Schuler tuning describes the fundamental functional conditions for a gyrocompass.

As first explained by Max Schuler in his classic 1923 paper, a pendulum whose period exactly equals the orbital period of a hypothetical satellite orbiting just above the surface of the earth (about 84 minutes) will tend to remain pointing at the center of the earth when its support is suddenly displaced. This is the basic principle of Schuler tuning that must be included in the design of any inertial guidance system that will be operated near the earth, such as in ships and aircraft.

Consider three hypothetical objects:

1. A simple gravity pendulum, whose length equals the radius of the earth, suspended near an enormous flat plate such that it encounters a uniform gravitational field of the same strength as that experienced by a small pendulum near the earth's surface;
2. A small body orbiting very near the surface of an airless perfect sphere the size and density of the earth;
3. A small body falling down an airless tunnel running from the North Pole to the South Pole through the center of the earth.

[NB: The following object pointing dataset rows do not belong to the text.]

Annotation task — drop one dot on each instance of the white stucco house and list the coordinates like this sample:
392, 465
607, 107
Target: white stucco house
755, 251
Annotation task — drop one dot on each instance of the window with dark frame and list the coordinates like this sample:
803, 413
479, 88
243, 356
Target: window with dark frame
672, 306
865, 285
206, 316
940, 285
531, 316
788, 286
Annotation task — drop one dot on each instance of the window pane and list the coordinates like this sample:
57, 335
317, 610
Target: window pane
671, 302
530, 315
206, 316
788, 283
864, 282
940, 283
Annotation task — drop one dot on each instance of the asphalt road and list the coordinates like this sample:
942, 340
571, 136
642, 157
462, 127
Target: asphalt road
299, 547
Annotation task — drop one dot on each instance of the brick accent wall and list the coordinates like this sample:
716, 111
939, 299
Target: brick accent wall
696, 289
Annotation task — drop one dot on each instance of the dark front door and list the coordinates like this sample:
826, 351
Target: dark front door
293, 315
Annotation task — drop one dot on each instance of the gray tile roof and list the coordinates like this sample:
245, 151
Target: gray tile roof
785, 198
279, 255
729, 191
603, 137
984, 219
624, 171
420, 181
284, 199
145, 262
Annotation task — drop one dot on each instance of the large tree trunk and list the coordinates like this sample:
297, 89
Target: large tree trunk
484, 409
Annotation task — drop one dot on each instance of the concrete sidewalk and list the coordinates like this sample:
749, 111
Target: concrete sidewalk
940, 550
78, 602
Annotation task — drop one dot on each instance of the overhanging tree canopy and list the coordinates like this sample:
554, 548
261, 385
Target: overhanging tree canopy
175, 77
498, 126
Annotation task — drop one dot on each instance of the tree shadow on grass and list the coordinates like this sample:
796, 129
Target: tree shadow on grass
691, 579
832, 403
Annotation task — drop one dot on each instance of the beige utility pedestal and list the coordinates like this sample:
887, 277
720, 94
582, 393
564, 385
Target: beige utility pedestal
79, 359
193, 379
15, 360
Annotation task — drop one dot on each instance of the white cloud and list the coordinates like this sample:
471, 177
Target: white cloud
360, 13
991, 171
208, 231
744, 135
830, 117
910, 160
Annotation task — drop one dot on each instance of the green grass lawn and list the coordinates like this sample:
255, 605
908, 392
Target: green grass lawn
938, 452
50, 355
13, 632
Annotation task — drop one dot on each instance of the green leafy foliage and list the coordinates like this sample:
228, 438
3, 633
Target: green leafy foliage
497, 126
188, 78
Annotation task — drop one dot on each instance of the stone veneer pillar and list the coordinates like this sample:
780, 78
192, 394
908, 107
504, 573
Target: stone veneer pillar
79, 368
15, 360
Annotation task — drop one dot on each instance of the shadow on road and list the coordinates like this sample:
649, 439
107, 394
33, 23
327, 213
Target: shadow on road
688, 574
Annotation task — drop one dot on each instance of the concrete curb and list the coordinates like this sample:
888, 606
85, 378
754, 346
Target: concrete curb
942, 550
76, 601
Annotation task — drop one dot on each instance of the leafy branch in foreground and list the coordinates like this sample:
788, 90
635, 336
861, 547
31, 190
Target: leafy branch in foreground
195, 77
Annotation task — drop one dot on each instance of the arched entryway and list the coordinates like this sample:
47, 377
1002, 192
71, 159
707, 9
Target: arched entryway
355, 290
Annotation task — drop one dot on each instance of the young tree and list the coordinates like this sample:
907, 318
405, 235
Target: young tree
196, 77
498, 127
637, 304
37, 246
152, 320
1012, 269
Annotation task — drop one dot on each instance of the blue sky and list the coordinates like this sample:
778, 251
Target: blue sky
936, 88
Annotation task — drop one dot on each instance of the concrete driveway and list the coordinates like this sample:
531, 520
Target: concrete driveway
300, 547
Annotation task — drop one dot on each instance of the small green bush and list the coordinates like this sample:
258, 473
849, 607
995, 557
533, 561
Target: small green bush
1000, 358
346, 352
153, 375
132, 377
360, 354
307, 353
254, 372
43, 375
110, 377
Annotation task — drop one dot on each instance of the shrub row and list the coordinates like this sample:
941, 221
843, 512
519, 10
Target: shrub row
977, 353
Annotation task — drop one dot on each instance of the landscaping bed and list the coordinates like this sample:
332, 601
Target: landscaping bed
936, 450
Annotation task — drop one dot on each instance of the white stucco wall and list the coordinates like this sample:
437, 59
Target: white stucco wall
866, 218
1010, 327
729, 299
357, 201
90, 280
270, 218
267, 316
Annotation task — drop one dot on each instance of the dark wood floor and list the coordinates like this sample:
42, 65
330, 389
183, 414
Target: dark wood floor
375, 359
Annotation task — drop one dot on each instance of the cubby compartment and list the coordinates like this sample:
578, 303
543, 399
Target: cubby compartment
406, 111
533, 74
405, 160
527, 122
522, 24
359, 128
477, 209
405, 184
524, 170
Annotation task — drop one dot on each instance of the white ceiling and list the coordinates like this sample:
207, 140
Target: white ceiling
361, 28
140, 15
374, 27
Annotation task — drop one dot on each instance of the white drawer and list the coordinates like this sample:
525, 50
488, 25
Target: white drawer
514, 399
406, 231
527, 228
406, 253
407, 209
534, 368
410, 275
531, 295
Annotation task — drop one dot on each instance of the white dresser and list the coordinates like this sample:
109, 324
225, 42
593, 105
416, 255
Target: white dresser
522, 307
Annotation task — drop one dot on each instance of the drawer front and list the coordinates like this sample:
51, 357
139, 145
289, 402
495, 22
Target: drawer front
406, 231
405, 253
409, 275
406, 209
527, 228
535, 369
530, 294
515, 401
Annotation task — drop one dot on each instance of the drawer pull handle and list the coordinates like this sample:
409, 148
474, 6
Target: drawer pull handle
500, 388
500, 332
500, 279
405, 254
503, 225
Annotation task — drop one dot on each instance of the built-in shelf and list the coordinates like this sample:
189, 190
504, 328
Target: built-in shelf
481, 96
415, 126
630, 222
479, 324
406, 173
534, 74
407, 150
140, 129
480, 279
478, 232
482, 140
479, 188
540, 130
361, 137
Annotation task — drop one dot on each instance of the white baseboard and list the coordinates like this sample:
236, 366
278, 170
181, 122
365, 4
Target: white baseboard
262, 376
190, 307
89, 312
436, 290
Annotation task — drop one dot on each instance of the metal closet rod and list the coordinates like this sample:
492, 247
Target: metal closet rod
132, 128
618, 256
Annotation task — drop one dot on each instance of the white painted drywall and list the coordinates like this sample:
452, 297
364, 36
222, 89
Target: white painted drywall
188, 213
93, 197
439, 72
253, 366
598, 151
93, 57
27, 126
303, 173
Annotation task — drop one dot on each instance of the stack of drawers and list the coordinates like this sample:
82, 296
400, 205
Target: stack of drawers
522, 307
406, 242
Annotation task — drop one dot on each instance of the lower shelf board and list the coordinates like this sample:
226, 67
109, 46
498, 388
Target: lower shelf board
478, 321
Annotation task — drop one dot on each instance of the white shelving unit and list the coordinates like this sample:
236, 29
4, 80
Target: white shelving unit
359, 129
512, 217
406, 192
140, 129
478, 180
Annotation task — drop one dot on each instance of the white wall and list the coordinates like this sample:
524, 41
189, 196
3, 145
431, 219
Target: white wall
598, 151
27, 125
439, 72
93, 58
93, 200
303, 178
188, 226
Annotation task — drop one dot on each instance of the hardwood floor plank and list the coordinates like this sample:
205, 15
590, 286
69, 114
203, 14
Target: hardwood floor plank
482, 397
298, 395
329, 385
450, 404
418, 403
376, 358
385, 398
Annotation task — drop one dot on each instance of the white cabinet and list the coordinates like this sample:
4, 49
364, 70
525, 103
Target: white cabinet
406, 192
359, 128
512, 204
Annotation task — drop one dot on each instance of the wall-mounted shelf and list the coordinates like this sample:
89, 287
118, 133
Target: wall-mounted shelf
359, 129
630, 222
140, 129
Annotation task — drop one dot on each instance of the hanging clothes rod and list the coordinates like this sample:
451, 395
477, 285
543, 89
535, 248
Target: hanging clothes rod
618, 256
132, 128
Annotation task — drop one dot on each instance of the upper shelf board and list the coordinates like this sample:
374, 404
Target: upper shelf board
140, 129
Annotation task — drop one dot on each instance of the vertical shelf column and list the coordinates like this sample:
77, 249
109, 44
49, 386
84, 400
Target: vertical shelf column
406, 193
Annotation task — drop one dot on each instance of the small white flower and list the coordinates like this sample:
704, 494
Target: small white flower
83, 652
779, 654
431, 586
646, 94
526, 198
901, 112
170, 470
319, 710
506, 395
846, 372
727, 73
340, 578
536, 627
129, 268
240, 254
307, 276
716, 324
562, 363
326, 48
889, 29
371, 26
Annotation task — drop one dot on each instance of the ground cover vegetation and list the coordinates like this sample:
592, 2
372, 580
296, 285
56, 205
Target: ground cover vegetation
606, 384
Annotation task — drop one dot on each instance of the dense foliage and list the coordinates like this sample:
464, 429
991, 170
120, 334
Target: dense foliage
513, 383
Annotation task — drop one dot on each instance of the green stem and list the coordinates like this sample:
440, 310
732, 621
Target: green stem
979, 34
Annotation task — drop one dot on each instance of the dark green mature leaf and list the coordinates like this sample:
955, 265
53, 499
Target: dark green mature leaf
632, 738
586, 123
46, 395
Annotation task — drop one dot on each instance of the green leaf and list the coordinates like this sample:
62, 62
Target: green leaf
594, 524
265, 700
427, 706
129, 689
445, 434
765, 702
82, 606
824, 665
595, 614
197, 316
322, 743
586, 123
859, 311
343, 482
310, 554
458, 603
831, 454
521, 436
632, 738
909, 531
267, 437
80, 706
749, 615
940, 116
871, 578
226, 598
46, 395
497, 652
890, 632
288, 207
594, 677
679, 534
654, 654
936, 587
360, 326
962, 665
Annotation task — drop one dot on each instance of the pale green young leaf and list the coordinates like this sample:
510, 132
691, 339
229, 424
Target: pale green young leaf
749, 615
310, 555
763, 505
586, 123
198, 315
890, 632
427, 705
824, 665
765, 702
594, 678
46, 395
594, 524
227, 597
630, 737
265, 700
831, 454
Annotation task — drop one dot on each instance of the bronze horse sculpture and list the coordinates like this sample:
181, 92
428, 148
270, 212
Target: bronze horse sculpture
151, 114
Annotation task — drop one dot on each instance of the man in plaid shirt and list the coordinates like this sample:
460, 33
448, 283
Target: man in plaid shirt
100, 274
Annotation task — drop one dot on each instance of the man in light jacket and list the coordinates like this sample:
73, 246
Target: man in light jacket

Each of these will have the same period: about 84 minutes -- though the third body only if the density of the earth is assumed constant (in which case its movement is a harmonic oscillation).

Schuler tuning provides the inertial platform of a navigation system with a feedback loop between its velocity output and its stabilizing gyros such that it behaves as though it were such a pendulum. This makes it remain vertical as the vehicle moves from place to place on the surface of the earth.